Covet by Christos continues to be propelled by word of mouth, with between 500-2000 people tuning into each live show. He tightly curates the categories and products sold through the platform and says that there is a waitlist of 250 brands all interested in being sold during a live show. Garkinos purposely refrains from seeing the product in person before a show so the audience gets his natural reaction to each piece.
Friendly Competition
Garkinos attributes that tight connection forged with his audience during the depths of the pandemic for his success today.
“It’s like going shopping with 125 of your closest friends,” said Faryl Gilston, founder and chief executive of the shoe company Farylrobin, has been shopping via Covet by Christos for a few years, and counts a 1966 Hermes Kelly bag as one of her best purchases.
“Women are excited for you when you buy something,” she said. “Sure, sometimes you’re competing for a certain piece, but everyone applauds for one another when someone lands it.”
The most devoted members of the Stos Squad take annual shopping trips to locales like London or Dubai in what they call “Christos Con.” Some women who connect during the Instagram Live shows have become friends outside of the platform and get together offline, whether for lunch or a Christos Con shopping trip to Greece.
“We’ve gotten people through health issues and financial issues,” says Garkinos.

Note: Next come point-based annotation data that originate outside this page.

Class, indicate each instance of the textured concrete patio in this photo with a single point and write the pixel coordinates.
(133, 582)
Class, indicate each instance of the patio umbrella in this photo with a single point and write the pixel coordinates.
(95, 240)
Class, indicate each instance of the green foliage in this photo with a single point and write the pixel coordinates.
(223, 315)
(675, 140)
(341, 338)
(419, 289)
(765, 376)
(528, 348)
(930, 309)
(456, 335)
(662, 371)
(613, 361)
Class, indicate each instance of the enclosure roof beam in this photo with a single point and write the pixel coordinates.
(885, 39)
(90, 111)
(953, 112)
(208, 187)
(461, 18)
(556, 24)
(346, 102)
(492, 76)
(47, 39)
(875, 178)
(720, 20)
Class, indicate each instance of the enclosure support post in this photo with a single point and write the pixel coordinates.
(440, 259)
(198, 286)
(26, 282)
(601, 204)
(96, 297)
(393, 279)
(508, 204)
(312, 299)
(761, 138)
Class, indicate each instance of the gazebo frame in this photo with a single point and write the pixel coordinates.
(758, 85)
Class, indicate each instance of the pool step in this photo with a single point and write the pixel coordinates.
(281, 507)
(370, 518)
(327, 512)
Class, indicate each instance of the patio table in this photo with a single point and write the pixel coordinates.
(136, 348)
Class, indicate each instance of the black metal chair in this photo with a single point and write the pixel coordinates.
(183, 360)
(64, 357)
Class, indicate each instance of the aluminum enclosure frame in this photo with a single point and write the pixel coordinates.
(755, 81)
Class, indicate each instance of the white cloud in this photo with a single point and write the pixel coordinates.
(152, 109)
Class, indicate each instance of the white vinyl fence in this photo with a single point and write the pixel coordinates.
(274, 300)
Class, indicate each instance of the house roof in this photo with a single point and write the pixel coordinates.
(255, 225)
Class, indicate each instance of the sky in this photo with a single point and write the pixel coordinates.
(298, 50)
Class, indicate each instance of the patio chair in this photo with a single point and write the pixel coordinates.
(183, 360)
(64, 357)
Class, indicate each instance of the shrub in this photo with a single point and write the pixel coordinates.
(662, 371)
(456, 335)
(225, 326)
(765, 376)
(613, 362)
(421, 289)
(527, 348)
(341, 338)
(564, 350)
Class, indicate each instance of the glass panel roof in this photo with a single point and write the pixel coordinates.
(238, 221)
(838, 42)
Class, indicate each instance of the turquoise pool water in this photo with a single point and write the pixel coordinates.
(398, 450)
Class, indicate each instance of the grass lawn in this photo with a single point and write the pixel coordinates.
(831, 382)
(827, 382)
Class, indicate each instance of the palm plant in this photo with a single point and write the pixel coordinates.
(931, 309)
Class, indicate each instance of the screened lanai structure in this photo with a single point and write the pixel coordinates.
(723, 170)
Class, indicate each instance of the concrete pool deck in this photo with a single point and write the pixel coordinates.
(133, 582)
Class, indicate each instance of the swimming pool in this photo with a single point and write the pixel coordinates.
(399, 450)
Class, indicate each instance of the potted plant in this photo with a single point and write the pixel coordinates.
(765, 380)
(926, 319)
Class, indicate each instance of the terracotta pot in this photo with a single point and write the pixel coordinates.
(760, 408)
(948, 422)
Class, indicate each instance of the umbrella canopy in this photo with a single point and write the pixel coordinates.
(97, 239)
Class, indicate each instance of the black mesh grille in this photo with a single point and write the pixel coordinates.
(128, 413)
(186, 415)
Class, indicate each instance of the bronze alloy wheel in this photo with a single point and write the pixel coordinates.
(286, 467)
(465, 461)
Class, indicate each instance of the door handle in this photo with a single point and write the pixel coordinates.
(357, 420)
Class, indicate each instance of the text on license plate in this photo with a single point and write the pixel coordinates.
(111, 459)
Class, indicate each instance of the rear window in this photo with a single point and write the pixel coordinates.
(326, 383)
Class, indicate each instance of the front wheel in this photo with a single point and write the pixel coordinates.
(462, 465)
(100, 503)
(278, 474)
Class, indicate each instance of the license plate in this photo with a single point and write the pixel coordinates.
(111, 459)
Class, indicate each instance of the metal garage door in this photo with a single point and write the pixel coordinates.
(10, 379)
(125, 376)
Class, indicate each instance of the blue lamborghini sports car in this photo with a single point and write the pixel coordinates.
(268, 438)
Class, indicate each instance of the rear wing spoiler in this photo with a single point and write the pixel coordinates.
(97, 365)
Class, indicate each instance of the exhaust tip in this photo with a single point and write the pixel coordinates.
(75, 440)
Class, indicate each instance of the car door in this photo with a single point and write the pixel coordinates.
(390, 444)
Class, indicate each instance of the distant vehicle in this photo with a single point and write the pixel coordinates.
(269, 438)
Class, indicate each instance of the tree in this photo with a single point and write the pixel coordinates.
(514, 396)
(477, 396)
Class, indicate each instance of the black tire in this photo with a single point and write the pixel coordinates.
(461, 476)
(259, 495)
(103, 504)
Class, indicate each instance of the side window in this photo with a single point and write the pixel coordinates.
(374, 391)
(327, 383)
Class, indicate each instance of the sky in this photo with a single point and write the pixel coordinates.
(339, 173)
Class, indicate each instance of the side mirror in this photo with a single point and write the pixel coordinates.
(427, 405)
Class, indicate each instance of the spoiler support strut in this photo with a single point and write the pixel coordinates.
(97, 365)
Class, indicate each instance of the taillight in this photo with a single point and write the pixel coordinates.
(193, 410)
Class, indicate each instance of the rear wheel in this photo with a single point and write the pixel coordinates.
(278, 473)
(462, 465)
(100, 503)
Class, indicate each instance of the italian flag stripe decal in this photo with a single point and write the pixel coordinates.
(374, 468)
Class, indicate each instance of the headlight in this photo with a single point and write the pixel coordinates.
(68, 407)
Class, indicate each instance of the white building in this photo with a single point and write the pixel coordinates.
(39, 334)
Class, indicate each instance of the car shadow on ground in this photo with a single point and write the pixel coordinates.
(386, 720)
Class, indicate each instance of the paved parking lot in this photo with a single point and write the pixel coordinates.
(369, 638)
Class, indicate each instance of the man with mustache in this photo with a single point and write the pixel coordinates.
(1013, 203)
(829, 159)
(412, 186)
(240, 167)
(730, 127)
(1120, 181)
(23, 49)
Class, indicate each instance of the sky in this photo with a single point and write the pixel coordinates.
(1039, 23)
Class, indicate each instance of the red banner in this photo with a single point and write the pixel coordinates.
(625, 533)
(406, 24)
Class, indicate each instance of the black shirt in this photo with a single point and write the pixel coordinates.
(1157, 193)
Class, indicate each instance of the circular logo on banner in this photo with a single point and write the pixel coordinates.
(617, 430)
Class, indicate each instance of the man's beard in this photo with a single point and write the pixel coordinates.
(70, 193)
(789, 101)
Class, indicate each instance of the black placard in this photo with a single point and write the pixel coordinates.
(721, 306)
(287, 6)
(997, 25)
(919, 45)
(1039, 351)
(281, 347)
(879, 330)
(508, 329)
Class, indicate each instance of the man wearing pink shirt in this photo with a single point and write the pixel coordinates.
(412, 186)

During the recent LA wildfires, the Stos Squad raised $100,000 for one of the vintage resellers on Covet By Christos whose home burned in the Eaton fire. Members of the community donated a luxury item for a live show dedicated to raising funds for the fire victim and her family.
Garkinos dreams of one day launching the “Netflix of shopping,” where he can offer live selling independent of any social media platforms.
“In a way, it is so much bigger than shopping,” Garkinos said. “I’ve been watching this type of selling for 35 years. I know what to do.”